Advisers will need to ask the difficult questions. It may not be as easy for private bankers who have had a long-standing relationship with the previous generation to build the same type of relationship with the new generation. They will need to develop their soft skills to build rapport with their clients, ask hard questions, and understand their clients’ thoughts and needs.

 

Keep Up With Digital Innovation

Everything is going digital nowadays, and the next generation of clients will most likely be far more tech-savvy than the previous generation. Private banks need to ensure they have user-friendly platforms, secure communication channels, AI-driven insights, seamless digital processes, and features such as real-time portfolio tracking systems.

 

Offer Personalised Service

It is clear that newer generations crave personalised and tailored services that suit their individual needs and goals. By leveraging data analytics, banks can provide bespoke advice that resonates, such as personalised ESG portfolios or smart tax strategies designed for entrepreneurs.

 

Cater to ESG Preferences

Newer generations tend to place a lot of value on sustainability. It is recommended that private banks offer sustainable investments, such as green bonds or funds supporting renewable energy.

 

Clear Reporting

Transparency is key when working with the next generation. They demand clear, accessible reports on their investments.

 

Financial Literacy Programmes

Financial education can be a great way to bridge the gap for new generations navigating complex financial landscapes. Offering workshops in areas such as tax planning or philanthropy can help build the relationship of a trusted adviser with the next generation.

 

Networking Opportunities

The next generation places a high value on experiences and connections. Hosting events such as tech summits or galas can help strengthen client relationships.

 

Security

Security is of utmost importance, whether for new or older generations. By guaranteeing transparent, impenetrable transaction records, blockchain technology can increase client confidence.

 

AI and Robo-Advisory Services

By providing inexpensive, round-the-clock access to financial advice, AI-powered robo-advisors can be used in conjunction with human advisers. Younger clients, who are used to immediate responses, will find this combination of technology and expertise appealing.

 

Should Private Banks Try To Attract Wealthy New Generation Clients?

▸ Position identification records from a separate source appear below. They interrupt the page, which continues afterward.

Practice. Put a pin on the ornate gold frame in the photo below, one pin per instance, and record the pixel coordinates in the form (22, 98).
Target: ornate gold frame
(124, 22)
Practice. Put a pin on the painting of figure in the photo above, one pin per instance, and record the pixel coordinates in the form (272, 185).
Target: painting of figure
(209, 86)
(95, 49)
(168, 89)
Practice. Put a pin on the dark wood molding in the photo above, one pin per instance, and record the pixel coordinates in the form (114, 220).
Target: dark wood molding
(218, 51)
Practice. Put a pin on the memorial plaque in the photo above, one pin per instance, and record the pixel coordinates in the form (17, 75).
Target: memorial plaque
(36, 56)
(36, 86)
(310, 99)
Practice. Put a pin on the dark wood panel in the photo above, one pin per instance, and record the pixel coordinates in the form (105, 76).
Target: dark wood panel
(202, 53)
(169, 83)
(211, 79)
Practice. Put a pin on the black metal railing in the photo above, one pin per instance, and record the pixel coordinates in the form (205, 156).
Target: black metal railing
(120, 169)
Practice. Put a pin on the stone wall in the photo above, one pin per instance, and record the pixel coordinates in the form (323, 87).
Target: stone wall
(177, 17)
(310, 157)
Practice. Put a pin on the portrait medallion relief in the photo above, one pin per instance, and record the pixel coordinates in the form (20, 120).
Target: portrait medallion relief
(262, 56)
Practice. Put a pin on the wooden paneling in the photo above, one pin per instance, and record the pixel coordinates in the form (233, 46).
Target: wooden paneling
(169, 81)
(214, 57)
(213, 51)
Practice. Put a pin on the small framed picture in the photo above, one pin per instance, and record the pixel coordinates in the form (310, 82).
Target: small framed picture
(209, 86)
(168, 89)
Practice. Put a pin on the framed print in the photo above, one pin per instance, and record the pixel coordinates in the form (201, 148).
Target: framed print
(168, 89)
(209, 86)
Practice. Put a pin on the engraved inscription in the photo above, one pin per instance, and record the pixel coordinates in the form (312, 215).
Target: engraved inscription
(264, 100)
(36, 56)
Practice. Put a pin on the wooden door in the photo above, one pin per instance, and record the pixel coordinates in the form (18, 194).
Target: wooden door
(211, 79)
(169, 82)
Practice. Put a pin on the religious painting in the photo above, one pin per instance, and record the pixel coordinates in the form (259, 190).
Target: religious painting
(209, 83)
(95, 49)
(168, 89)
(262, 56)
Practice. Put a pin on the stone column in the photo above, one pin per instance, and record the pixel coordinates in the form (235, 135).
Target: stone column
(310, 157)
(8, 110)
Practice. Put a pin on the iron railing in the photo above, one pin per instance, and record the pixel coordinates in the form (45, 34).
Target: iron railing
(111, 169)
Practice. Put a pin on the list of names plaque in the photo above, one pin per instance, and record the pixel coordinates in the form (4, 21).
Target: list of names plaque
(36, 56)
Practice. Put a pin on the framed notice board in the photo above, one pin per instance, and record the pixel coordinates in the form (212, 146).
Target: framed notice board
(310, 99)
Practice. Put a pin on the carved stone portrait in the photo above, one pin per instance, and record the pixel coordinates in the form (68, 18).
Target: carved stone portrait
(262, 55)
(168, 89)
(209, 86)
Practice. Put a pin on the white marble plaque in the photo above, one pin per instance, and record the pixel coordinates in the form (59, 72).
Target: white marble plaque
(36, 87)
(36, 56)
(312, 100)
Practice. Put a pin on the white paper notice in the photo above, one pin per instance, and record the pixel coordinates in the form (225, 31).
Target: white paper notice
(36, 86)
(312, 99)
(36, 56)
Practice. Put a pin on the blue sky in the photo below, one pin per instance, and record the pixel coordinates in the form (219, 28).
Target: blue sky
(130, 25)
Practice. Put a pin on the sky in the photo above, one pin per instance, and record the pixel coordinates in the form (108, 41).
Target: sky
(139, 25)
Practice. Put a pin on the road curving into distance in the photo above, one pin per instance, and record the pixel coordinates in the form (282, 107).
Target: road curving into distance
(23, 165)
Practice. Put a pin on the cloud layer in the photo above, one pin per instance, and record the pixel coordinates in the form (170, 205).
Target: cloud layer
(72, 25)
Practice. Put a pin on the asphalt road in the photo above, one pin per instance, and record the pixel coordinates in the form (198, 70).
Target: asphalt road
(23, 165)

Private banks should not miss out on the Great Wealth Transfer. Letting these clients move on to a new wealth adviser would be detrimental. There are ways in which private banks can entice these clients to stay and even attract new ones. Firstly, private banks need to recognise the differences between the two generations and understand that the new generation will have different goals and priorities.

Then, with strategies such as soft skill development, robust security, clear reporting, and personalised services, private banks can appeal to the newer generation and possibly become their trusted advisers.

The wealth transfer currently taking place is as much a cultural change as it is a financial one. Younger HNWIs will remain loyal to private banks that share their values and expectations—and they will also help determine the future direction of wealth management.